As manifestações mais frequentes são parecidas com as de outras doenças mais vulgares, como a gripe e a dengue. Começa com a febre, a dor de cabeça, dor no corpo – especialmente nas batatas-da-perna. Podem também ocorrer vômitos, diarreia e tosse. Nas formas mais graves, a pessoa pode ficar com a pele e os olhos amarelos, o que é tecnicamente chamado de icterícia, e há a necessidade de cuidados especiais como internamento hospitalar. O enfermo pode apresentar também hemorragias, meningite, insuficiência renal, hepática e respiratória. O último e infalível sintoma é a vontade de morrer.
Muitos têm essa vontade atendida. Quarenta porcento, apontam estudos. Jorge, tendo negada essa última aspiração, foi amaldiçoado com uma sobrevida indesejada e sofrida. Seus rins nunca mais foram os mesmos – a fadiga o consome, ele toma um sem número de vitaminas, sente frio até nos climas mais agradáveis e seu hálito de amônia afasta qualquer possível desavisada que se pretenda sua companheira. Logo ele, homem de muitos amores, agora repele pessoas como fossem ímãs de pólos iguais.

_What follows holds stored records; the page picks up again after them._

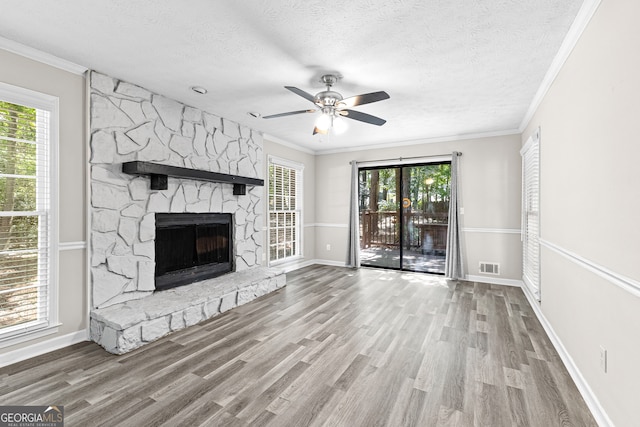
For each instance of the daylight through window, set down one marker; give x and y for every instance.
(285, 207)
(24, 218)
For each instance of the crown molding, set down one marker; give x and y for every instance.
(583, 18)
(40, 56)
(421, 141)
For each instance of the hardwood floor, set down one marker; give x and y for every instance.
(335, 347)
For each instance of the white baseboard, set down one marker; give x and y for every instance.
(43, 347)
(494, 280)
(589, 397)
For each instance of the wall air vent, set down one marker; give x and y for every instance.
(490, 268)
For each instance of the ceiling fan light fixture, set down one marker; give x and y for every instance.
(339, 125)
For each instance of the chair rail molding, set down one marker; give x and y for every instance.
(630, 285)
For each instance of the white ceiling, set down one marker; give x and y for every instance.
(451, 67)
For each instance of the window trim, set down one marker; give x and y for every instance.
(299, 168)
(26, 97)
(530, 154)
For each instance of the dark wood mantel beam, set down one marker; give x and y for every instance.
(159, 175)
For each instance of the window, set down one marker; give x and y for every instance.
(531, 214)
(28, 293)
(285, 209)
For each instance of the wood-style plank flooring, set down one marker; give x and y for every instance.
(335, 347)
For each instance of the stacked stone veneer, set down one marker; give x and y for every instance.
(131, 123)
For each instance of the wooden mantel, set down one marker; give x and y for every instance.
(159, 175)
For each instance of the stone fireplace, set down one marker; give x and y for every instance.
(133, 225)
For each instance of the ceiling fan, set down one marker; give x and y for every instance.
(333, 105)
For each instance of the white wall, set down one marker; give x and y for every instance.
(490, 175)
(590, 199)
(70, 89)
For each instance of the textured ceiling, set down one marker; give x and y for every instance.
(451, 67)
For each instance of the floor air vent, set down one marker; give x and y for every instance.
(490, 268)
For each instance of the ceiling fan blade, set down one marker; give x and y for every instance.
(305, 95)
(290, 113)
(363, 99)
(363, 117)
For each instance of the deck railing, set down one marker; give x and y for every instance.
(422, 229)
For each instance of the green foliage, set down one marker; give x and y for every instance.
(18, 153)
(428, 187)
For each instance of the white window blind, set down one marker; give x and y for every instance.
(531, 214)
(27, 291)
(285, 209)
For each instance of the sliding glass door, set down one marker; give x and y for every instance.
(403, 216)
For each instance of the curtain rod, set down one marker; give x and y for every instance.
(400, 159)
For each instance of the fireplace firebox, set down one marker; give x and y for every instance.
(192, 247)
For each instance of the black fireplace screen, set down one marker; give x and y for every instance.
(192, 247)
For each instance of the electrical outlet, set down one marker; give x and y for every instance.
(603, 359)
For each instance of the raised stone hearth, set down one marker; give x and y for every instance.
(123, 327)
(129, 124)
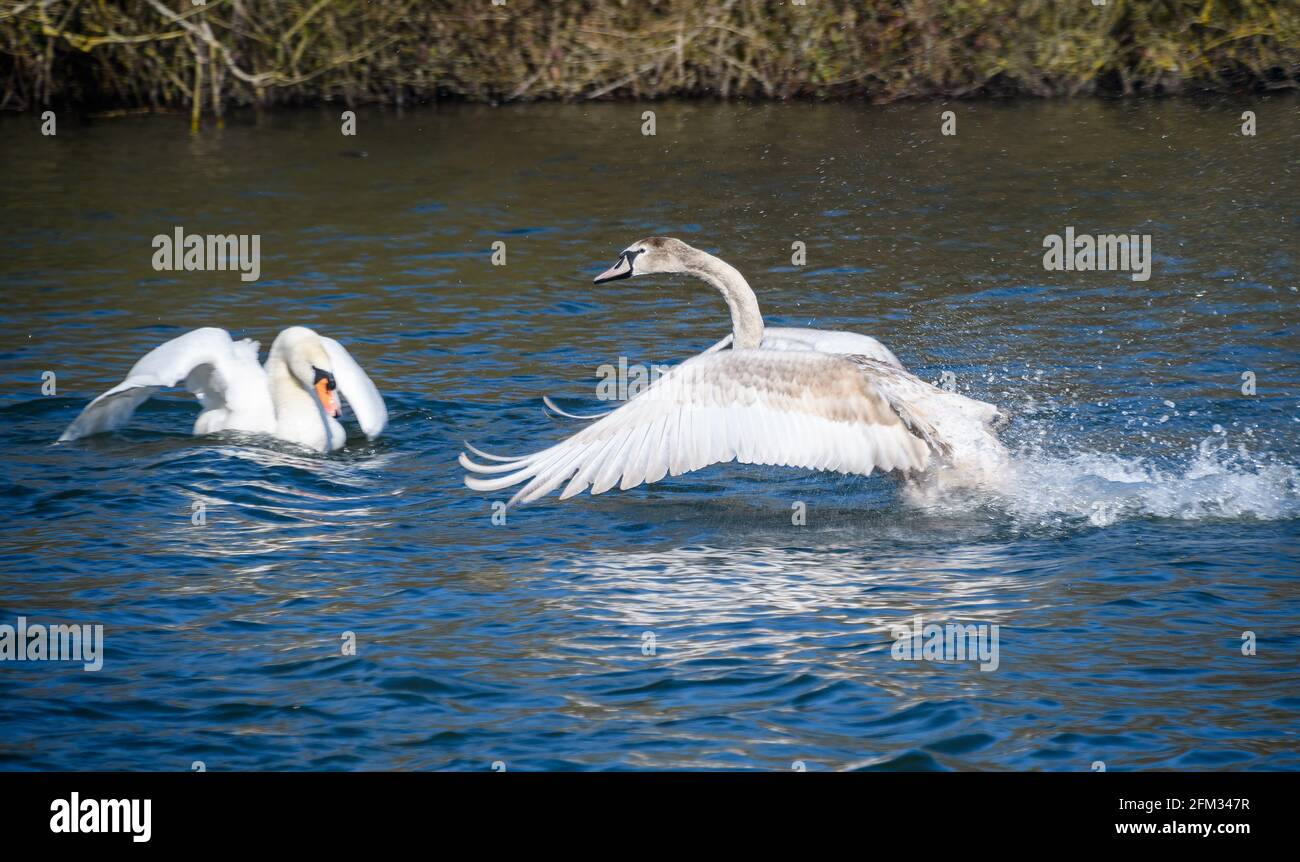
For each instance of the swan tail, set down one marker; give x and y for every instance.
(109, 411)
(557, 410)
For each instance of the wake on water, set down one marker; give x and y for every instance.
(1218, 480)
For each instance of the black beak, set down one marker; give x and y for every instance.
(620, 269)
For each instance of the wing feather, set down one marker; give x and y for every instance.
(798, 408)
(196, 358)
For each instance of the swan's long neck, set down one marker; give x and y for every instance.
(746, 320)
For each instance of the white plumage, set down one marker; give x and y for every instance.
(817, 399)
(290, 397)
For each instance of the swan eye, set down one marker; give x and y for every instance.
(324, 375)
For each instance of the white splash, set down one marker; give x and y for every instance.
(1217, 480)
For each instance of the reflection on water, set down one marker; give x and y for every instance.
(1149, 519)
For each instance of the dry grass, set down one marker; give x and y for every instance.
(170, 53)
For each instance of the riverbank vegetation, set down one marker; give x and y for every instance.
(176, 55)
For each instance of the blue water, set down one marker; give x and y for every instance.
(1151, 519)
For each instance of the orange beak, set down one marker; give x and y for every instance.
(329, 399)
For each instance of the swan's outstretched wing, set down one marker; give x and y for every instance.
(360, 393)
(796, 408)
(207, 360)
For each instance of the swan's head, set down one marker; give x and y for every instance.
(304, 355)
(649, 255)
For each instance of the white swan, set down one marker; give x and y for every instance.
(792, 397)
(294, 397)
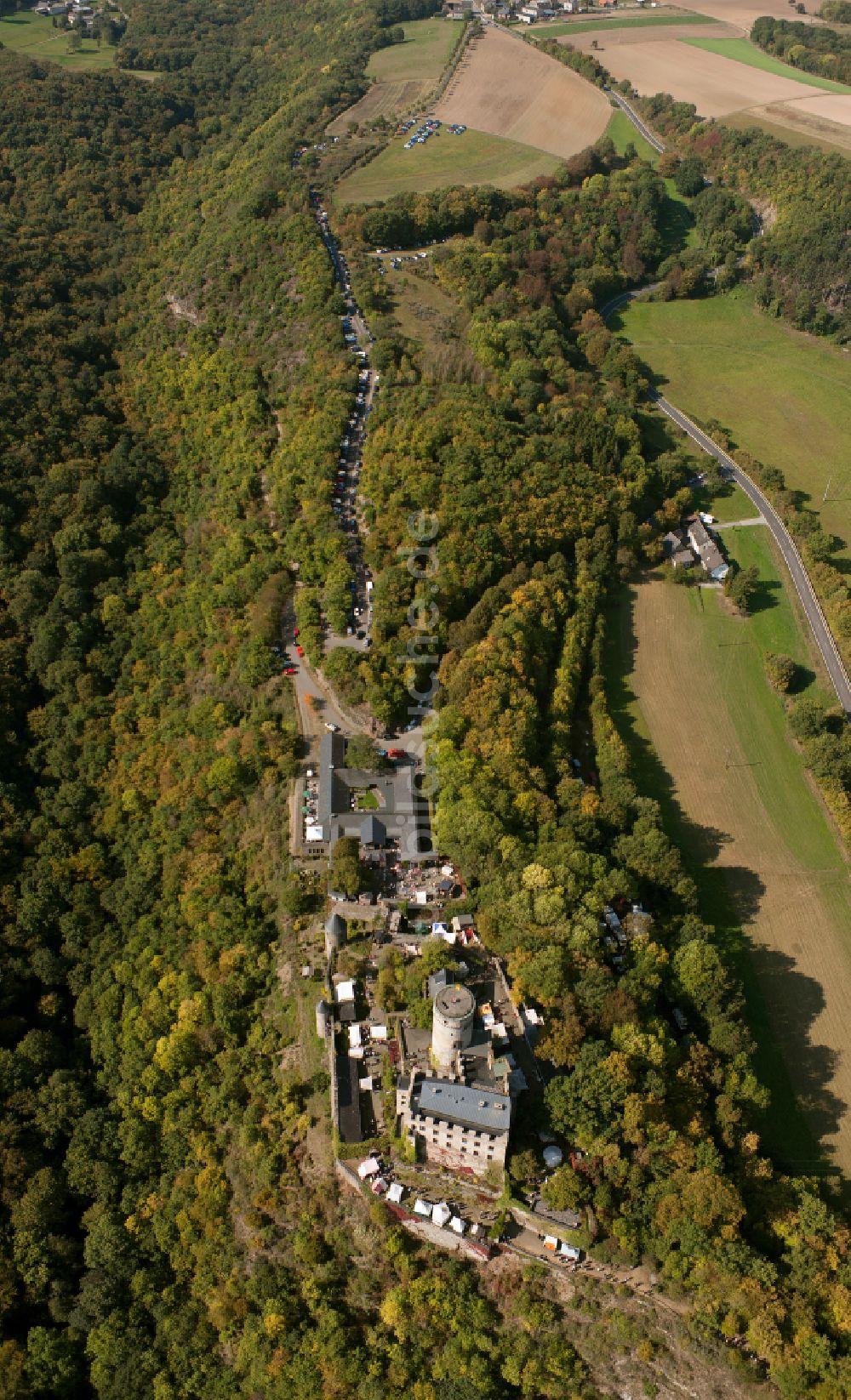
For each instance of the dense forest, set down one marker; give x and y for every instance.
(173, 399)
(535, 800)
(802, 264)
(814, 48)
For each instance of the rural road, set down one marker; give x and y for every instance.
(812, 608)
(643, 130)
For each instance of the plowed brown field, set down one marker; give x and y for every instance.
(508, 88)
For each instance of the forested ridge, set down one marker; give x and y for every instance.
(173, 396)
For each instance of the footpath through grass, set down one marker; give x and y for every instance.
(35, 37)
(709, 739)
(781, 394)
(472, 158)
(421, 58)
(742, 51)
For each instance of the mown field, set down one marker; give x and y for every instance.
(709, 739)
(746, 52)
(473, 158)
(423, 55)
(781, 394)
(37, 38)
(618, 21)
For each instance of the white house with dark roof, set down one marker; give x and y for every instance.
(460, 1126)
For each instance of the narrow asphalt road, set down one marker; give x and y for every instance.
(640, 126)
(812, 608)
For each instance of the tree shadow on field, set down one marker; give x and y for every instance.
(768, 594)
(781, 1001)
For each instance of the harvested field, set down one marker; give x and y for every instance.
(473, 158)
(605, 35)
(382, 100)
(508, 88)
(794, 123)
(740, 802)
(403, 73)
(831, 110)
(742, 13)
(716, 84)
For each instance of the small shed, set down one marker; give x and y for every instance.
(374, 832)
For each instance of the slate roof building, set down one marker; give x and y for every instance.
(454, 1124)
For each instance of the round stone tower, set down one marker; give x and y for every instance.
(453, 1022)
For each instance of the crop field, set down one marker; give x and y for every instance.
(421, 58)
(35, 37)
(508, 88)
(622, 132)
(403, 73)
(473, 158)
(709, 739)
(742, 13)
(781, 394)
(616, 21)
(742, 51)
(391, 100)
(714, 83)
(790, 123)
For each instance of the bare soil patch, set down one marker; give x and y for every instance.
(508, 88)
(792, 909)
(825, 110)
(382, 100)
(742, 13)
(609, 35)
(716, 84)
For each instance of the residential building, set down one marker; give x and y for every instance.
(707, 550)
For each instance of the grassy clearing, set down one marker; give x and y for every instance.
(623, 134)
(619, 21)
(781, 394)
(709, 741)
(473, 158)
(421, 58)
(35, 37)
(742, 51)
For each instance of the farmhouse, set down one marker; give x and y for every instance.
(707, 550)
(455, 1124)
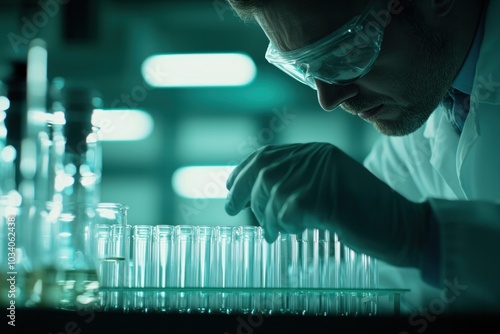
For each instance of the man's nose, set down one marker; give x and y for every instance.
(330, 96)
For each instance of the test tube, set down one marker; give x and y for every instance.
(140, 258)
(272, 302)
(201, 267)
(110, 251)
(248, 267)
(184, 259)
(289, 271)
(163, 267)
(223, 268)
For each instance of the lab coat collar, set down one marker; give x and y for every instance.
(450, 153)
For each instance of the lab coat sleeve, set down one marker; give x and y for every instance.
(388, 161)
(470, 255)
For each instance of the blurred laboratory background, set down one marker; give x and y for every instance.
(171, 131)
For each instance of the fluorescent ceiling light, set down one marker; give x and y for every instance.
(128, 124)
(198, 70)
(201, 181)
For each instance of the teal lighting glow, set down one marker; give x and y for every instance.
(201, 181)
(122, 125)
(199, 70)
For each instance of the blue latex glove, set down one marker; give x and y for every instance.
(293, 187)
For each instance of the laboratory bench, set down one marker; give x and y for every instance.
(93, 321)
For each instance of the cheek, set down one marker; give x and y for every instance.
(394, 71)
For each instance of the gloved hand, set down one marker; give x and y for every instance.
(293, 187)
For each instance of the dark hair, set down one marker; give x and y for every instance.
(246, 8)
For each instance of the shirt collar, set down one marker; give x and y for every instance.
(465, 77)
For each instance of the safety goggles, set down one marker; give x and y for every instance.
(339, 58)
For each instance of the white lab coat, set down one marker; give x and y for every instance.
(434, 163)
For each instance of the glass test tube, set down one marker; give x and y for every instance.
(222, 268)
(140, 258)
(184, 260)
(163, 267)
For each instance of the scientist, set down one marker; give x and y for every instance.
(425, 74)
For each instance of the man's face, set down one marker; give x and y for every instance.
(412, 73)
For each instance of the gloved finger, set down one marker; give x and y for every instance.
(241, 187)
(293, 217)
(265, 149)
(263, 198)
(237, 170)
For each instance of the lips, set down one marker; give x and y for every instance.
(368, 114)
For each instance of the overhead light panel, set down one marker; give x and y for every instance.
(122, 125)
(201, 181)
(199, 70)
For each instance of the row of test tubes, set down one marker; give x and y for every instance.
(224, 269)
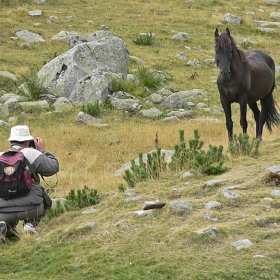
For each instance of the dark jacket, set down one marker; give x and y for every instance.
(45, 164)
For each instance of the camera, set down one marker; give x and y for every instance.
(32, 144)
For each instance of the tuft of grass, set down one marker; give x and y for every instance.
(144, 39)
(32, 86)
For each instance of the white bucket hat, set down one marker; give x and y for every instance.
(20, 133)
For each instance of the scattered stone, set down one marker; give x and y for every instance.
(229, 194)
(213, 204)
(132, 199)
(180, 206)
(87, 119)
(87, 225)
(35, 13)
(130, 192)
(89, 211)
(186, 174)
(245, 243)
(8, 75)
(216, 182)
(181, 36)
(151, 113)
(208, 231)
(232, 19)
(145, 213)
(171, 119)
(29, 36)
(276, 192)
(153, 205)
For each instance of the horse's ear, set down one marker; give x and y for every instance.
(216, 34)
(227, 30)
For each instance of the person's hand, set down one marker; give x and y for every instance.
(39, 144)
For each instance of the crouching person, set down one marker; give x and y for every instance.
(15, 205)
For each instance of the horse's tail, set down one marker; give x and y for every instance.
(273, 117)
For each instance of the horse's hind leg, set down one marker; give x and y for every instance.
(263, 114)
(243, 112)
(256, 112)
(229, 122)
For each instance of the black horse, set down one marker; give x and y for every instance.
(245, 78)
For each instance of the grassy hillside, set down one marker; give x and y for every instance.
(122, 245)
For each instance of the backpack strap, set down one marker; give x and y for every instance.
(31, 168)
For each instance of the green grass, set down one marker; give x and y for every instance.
(166, 245)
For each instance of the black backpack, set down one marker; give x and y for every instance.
(14, 179)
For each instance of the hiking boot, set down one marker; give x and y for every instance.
(3, 231)
(29, 228)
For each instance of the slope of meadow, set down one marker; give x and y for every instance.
(122, 245)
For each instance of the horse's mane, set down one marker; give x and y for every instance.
(225, 41)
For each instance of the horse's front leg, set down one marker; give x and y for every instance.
(229, 123)
(243, 112)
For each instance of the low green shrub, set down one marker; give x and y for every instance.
(152, 169)
(74, 201)
(144, 39)
(92, 109)
(207, 162)
(81, 200)
(242, 146)
(32, 85)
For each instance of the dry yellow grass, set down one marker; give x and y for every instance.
(164, 246)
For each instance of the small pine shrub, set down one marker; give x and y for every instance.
(92, 109)
(81, 199)
(121, 187)
(144, 40)
(33, 86)
(152, 169)
(55, 211)
(123, 85)
(207, 162)
(150, 78)
(242, 146)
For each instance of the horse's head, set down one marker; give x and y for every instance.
(224, 48)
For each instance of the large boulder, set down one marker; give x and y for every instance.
(83, 68)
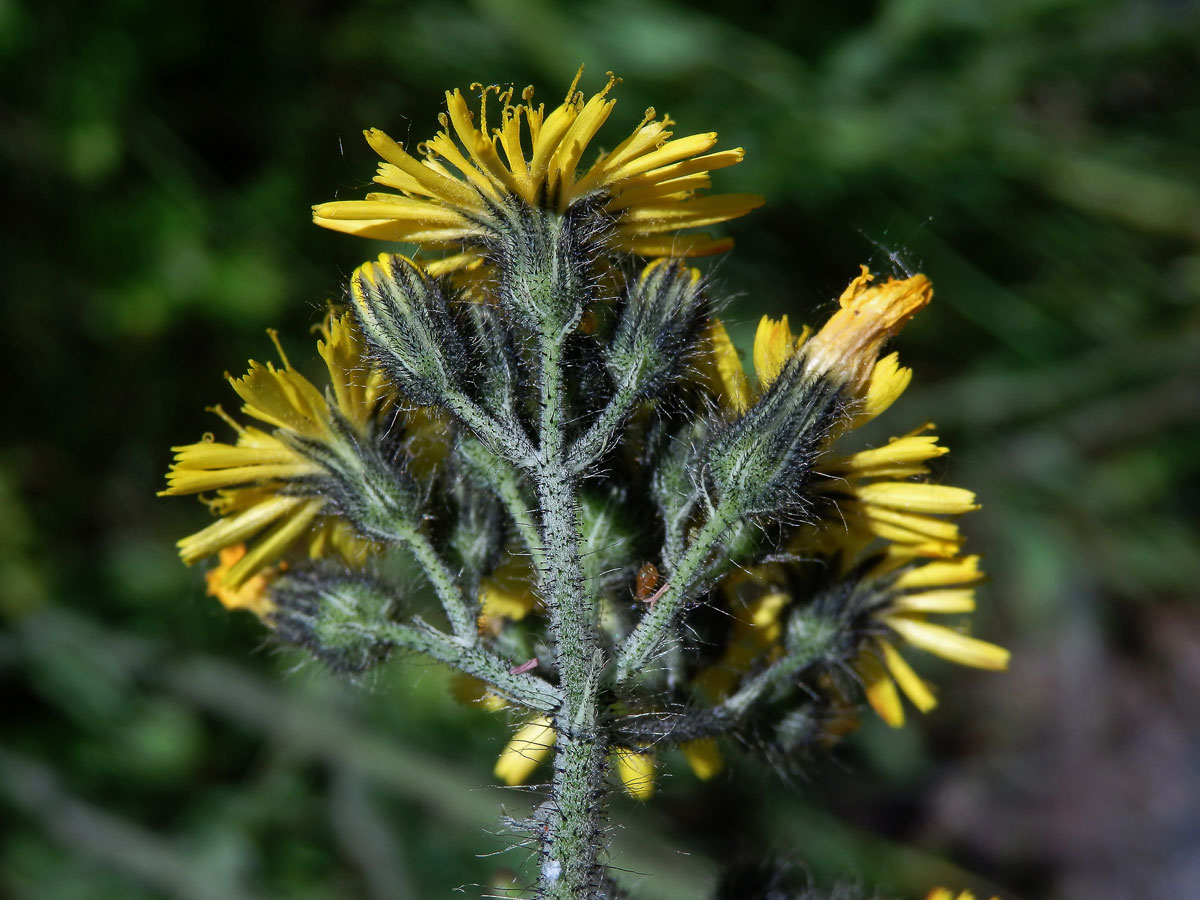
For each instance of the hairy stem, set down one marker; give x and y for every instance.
(445, 585)
(571, 817)
(523, 689)
(603, 432)
(659, 619)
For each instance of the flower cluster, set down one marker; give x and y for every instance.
(630, 544)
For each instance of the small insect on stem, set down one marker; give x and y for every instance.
(647, 581)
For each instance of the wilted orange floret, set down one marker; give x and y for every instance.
(849, 343)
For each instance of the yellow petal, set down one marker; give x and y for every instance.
(881, 690)
(275, 543)
(949, 600)
(237, 529)
(773, 346)
(250, 595)
(897, 453)
(724, 371)
(948, 643)
(703, 756)
(532, 744)
(913, 687)
(941, 574)
(888, 382)
(636, 772)
(918, 497)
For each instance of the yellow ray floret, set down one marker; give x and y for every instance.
(648, 183)
(940, 587)
(251, 594)
(262, 481)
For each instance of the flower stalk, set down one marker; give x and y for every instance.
(575, 459)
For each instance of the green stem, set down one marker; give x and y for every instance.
(460, 612)
(507, 484)
(571, 816)
(523, 689)
(604, 430)
(505, 438)
(659, 621)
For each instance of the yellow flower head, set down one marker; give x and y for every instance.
(251, 594)
(847, 346)
(263, 481)
(939, 587)
(647, 184)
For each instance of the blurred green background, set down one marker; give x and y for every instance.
(1039, 160)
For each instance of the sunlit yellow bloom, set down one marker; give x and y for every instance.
(940, 587)
(262, 483)
(705, 757)
(635, 769)
(945, 894)
(648, 184)
(522, 755)
(250, 595)
(876, 496)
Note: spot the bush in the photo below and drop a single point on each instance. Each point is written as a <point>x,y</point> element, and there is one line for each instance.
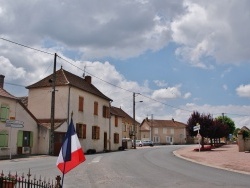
<point>205,148</point>
<point>91,151</point>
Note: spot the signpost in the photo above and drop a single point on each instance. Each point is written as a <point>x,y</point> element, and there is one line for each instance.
<point>13,124</point>
<point>197,128</point>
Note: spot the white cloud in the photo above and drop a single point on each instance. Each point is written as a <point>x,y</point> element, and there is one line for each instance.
<point>212,30</point>
<point>187,95</point>
<point>161,83</point>
<point>235,112</point>
<point>167,93</point>
<point>243,90</point>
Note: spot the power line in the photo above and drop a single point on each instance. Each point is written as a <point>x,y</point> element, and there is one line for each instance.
<point>26,46</point>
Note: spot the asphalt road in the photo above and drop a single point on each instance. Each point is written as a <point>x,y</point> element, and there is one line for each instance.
<point>147,167</point>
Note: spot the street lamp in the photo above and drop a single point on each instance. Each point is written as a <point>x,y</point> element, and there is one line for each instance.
<point>134,119</point>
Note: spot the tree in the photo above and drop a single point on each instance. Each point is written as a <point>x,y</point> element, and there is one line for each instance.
<point>205,121</point>
<point>236,132</point>
<point>229,122</point>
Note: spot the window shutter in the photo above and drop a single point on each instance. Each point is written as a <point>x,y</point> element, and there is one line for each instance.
<point>31,139</point>
<point>93,132</point>
<point>20,138</point>
<point>4,138</point>
<point>104,111</point>
<point>95,108</point>
<point>4,113</point>
<point>81,104</point>
<point>84,131</point>
<point>98,132</point>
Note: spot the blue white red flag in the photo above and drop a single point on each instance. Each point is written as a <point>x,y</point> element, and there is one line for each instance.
<point>71,153</point>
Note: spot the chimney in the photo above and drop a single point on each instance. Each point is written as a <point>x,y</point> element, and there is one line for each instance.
<point>1,81</point>
<point>88,79</point>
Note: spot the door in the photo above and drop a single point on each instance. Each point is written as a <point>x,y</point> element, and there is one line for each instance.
<point>105,141</point>
<point>59,137</point>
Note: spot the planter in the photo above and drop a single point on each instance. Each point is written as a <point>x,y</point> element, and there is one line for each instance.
<point>8,184</point>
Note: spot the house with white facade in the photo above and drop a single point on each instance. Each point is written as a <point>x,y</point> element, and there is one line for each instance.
<point>18,126</point>
<point>127,126</point>
<point>163,131</point>
<point>75,94</point>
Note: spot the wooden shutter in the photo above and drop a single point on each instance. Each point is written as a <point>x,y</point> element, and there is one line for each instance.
<point>20,138</point>
<point>81,104</point>
<point>4,113</point>
<point>31,139</point>
<point>4,138</point>
<point>95,108</point>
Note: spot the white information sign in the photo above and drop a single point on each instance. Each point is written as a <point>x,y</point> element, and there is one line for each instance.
<point>14,123</point>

Contraiu a leptospirose de um jeito inusitado, mesmo seguindo o conselho “evite entrar em contato com água de enchente” que as redes de televisão veiculam todo ano na época de chuvas. Jorge voltava bêbado de uma festa e caiu de bicicleta num esgoto a céu aberto. Em esgotos moram ratos, ratos mijam, em mijo de rato vive a leptospira, e pronto, pegou. Como achou ser uma gripe, encheu a cara de chá de limão com mel antes de ir a um médico, o que comprometeu sua recuperação. Foi por uma margem de um ou dois dias de atraso no diagnóstico que o funcionamento dos rins foi prejudicado, então no começo ele fazia questão de divulgar a todos que, em caso de sintomas de gripe que viessem acompanhados de fortes dores nas panturrilhas, procurassem um médico. Mas só no começo, porque depois até isso perdeu o sentido na vida de Jorge. A indiferença dele para com o próximo tomou conta.
De uns anos pra cá, passou a se dedicar mais às artes. Por sorte, vem de uma família rica, o que lhe garante uma existência independente de um trabalho formal que lhe tome pelo menos seis horas do dia. Pinta, compõe canções e escreve poesias, mas poesias meio ruins. Jorge desenvolve conceitos interessantes, mas tem sérias dificuldades em traduzi-los em palavras. Dia desses, chegou à conclusão de que o amor é como uma doença psicossomática, pois é algo que não existe em lugar algum que não nas cabeças das pessoas. O poema ficou assim:
Que será de mim
sempre sozin
sem amor, enfim.
Se bem que o amor,
é fogo que arde,
é fogo que arte,
mas nem existe de fato.
É psicossomático,
como vivêssemos no ático
de uma única razão.
Ruim, muito ruim. Dois amigos mais chegados pensaram em alertar Jorge para o fato de que a sonoridade da palavra “psicossomático” talvez não fosse lá muito adequada em termos poéticos. Mas desistiram, que Jorge já andava deprê demais por aqueles dias, e preferiram massagear o ego do colega. É um pouco triste um escritor desprovido de qualidade textual, mas são esses os dias em que vivemos, não é mesmo? Cada um de nós traz em si um pouco de todas as coisas e um muito de quase nada, nesses tempos de internet e conhecimento on-demand. Mas, voltando – os amigos desistiram de criticar, até porque ele é muito interessante em outras áreas das artes, especialmente nas artes plásticas. Sua obra-prima, “Dois Pianos Queimam Ao Som De Um Terceiro Piano”, uma perturbadora tela em tinta óleo, de 1,5m x 2m, está sendo negociada para uma exposição na Europa. A família torce, na esperança de que isso traga algum alento àquela pobre alma, enquanto Jorge dá a mínima. No fundo, o maior e único plano dele para o futuro é a morte.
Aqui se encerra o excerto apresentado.